Texas May Offer Commercial Space Launch Provider Protections Too!

Not to be outdone by New Mexico or California, the Texas state legislature is now considering a waiver of liability measure for commercial space flight reports Pudget Sound Business Journal's TechFlash (Amazon's Jeff Bezos). Texas is in the race with New Mexico and California, following both Virginia in 2007 and Florida in 2008 to sustain the race to space tourist liability waivers. Where is Oklahoma with a legislative waiver proposal one wonders?

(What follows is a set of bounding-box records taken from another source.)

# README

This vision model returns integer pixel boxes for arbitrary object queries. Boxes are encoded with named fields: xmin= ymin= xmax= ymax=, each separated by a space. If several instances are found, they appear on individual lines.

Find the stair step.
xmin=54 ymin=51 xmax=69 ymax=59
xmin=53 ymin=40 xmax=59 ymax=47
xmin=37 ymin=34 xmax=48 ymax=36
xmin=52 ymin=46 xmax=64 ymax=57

The new round of spaceflight liability in Texas, New Mexico and California comes after a no change recommendation to the United States Congress of the Commercial Space Launch Amendments Act (CSLAA) - effectively removing the sunset clause of the federal act with respect to the informed consent principle. The principle underpins the CSLAA, which defines space tourists as "spaceflight participants" and states that they fly in an "environment of informed consent,"according to a recent report by Rod Coppinger at FlightGlobal. Coppinger provides an excellent underpinning as to why states are now on the move.*

Virginia's liability waiver law considered the CSLAA sunset provision and took a more conservative alternative of adding a July 1, 2013 sunset provision to the state's law. Virginia may now find the need to remove, extend, or allow to expire the state's liability waiver provision. The Florida law constains no such setset to mirror the former CSLAA sunset clause.

Commercial "spaceflight participants" advocates argue that the waivers may actually retard ticket purchase as would-be passengers shy away from waiver executions govered by such state laws. But commercial space launch competition among the states (especially those in the south and west) appear to be a variable driving legislation within the various legislatures this year and the two years past.